Through paintings, sculptures, photos and videos, ‘Mexique’ offers an intensely rich journey into a pivotal period of history.
You know Frida Kahlo’s iconic paintings and you’ve heard of her husband, Diego Rivera. But beyond these two names, most are pretty clueless when it comes to Mexican art. Thankfully, the Grand Palais has stepped in to fill the gaps with a journey into time and space, a gigantic, flourishing panorama of Mexican artistic life from the pre-revolution to the 1940s.
Nourished by the European avant-garde art movements, from symbolism to surrealism, Mexican artists were driven the desire to founder a ‘national’ art. At the heart of this narrative is the blood-thirsty revolution that spread through the country, as seen in Francisco Goitia's 'Zacatecos Landscape with Hanged Men II'. Political and social upheavals multiplied between 1910 and 1920 and permeated the aesthetics of the artists.
Paintings, sculptures and photographs from this artistic golden age are addressed to the common people, who also seem to be the principle subject. Self-portraits depict the spirit of a population in revolt against a dictatorship, who remained steadfast and full of hope. Builders, craftsmen, soldiers, merchants, families, dancers, musicians and walkers reappear continuously. The paintings in the ‘Encounter of Two Worlds’ room, like Lorca’s ‘Assassinated by the Sky’ are at the will of an industrial and urban revolution, which although suffocating, does not stifle their creative spirit.

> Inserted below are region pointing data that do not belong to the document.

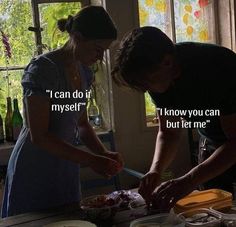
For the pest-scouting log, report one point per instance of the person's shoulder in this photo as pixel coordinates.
(41, 63)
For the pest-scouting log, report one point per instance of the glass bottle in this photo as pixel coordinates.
(93, 113)
(17, 120)
(8, 121)
(1, 130)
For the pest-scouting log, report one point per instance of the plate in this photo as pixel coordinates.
(70, 223)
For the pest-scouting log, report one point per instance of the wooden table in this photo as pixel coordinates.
(121, 219)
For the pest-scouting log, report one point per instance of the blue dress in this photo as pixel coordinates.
(36, 179)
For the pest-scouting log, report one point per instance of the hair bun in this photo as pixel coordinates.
(65, 24)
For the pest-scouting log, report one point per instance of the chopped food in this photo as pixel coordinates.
(125, 197)
(100, 201)
(201, 218)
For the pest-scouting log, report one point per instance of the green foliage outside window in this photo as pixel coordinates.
(15, 18)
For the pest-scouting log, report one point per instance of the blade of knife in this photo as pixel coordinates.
(134, 173)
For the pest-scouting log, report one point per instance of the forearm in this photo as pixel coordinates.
(222, 159)
(90, 139)
(62, 149)
(165, 150)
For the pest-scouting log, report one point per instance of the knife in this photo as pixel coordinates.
(134, 173)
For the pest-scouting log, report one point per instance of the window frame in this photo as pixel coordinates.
(218, 40)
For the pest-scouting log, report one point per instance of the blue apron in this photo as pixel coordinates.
(36, 179)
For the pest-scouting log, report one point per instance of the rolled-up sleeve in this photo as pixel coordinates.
(39, 77)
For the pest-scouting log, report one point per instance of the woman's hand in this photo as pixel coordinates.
(115, 156)
(168, 193)
(105, 166)
(147, 185)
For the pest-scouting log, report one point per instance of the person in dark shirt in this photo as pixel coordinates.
(199, 80)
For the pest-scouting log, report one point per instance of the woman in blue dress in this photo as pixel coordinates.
(43, 170)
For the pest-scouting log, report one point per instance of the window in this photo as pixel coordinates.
(15, 17)
(181, 20)
(31, 26)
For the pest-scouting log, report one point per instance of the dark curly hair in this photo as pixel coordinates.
(141, 51)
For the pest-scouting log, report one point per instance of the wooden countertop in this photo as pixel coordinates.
(121, 219)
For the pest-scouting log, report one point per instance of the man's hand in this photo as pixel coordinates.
(147, 185)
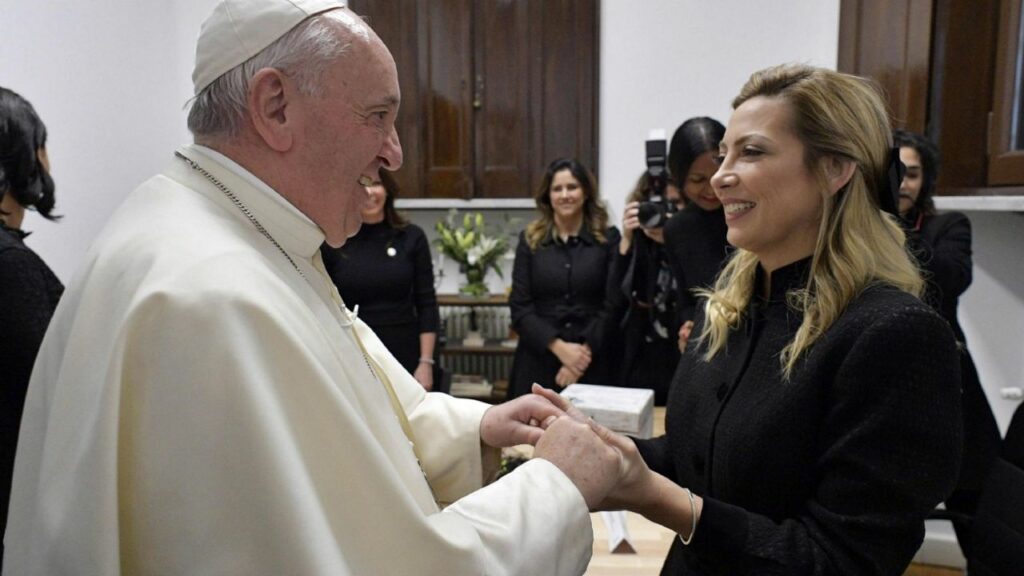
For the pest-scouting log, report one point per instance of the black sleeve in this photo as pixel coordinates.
(423, 283)
(534, 331)
(866, 513)
(606, 319)
(674, 238)
(948, 264)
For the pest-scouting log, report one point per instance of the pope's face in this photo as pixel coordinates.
(350, 134)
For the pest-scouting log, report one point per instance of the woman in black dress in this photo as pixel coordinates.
(694, 238)
(942, 244)
(647, 297)
(29, 290)
(559, 299)
(386, 270)
(814, 420)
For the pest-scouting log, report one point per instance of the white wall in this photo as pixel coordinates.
(666, 60)
(110, 79)
(991, 311)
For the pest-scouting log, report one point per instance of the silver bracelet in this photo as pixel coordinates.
(693, 518)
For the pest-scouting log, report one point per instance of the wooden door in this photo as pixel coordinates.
(493, 90)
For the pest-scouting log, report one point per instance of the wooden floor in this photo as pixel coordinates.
(651, 542)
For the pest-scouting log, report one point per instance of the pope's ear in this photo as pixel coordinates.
(839, 170)
(269, 103)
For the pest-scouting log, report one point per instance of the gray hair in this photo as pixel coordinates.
(303, 53)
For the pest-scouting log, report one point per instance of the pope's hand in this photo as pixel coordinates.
(574, 447)
(634, 487)
(517, 421)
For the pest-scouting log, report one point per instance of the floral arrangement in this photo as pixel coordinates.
(472, 247)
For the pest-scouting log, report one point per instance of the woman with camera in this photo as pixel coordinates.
(559, 300)
(644, 290)
(694, 238)
(801, 430)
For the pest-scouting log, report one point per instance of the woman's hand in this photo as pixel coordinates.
(425, 375)
(631, 222)
(565, 376)
(577, 357)
(636, 489)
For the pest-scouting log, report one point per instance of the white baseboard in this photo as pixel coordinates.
(940, 547)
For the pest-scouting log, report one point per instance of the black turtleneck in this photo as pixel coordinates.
(389, 274)
(29, 294)
(832, 470)
(695, 242)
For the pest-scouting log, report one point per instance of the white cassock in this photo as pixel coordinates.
(200, 407)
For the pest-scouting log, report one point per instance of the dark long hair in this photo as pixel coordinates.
(929, 154)
(391, 214)
(595, 217)
(692, 138)
(23, 134)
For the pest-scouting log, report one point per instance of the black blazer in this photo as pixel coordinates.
(695, 241)
(29, 294)
(832, 471)
(942, 244)
(561, 290)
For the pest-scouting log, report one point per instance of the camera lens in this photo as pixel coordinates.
(652, 214)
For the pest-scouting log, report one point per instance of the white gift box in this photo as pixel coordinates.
(628, 411)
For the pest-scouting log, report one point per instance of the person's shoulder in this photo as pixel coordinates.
(943, 221)
(413, 232)
(882, 306)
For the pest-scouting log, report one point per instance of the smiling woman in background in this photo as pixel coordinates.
(694, 238)
(29, 290)
(814, 421)
(386, 270)
(559, 299)
(942, 244)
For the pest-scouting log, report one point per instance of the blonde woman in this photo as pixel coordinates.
(814, 420)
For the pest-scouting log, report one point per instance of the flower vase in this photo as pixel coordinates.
(474, 286)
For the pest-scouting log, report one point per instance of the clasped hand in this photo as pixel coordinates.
(605, 466)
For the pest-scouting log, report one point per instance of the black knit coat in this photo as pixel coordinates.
(832, 471)
(29, 293)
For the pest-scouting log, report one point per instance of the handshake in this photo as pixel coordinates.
(605, 466)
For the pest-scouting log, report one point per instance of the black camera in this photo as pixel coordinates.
(655, 211)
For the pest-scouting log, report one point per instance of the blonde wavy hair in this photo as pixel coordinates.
(595, 216)
(835, 116)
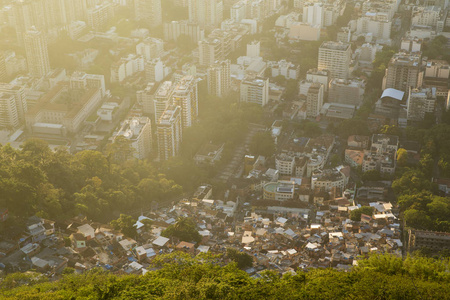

In a world propelled towards its own hybridisation, between tradition and revolution, the strong woman becomes a reoccurring symbol, whether in the photos of Lola Alvarez Bravo or Tina Modotti, it is the Mexican woman’s agility and solidity that makes her a muse. In memorialising a time of intense sacrifice, these sacred works give us a unique glimpse into an unfamiliar and sensual world.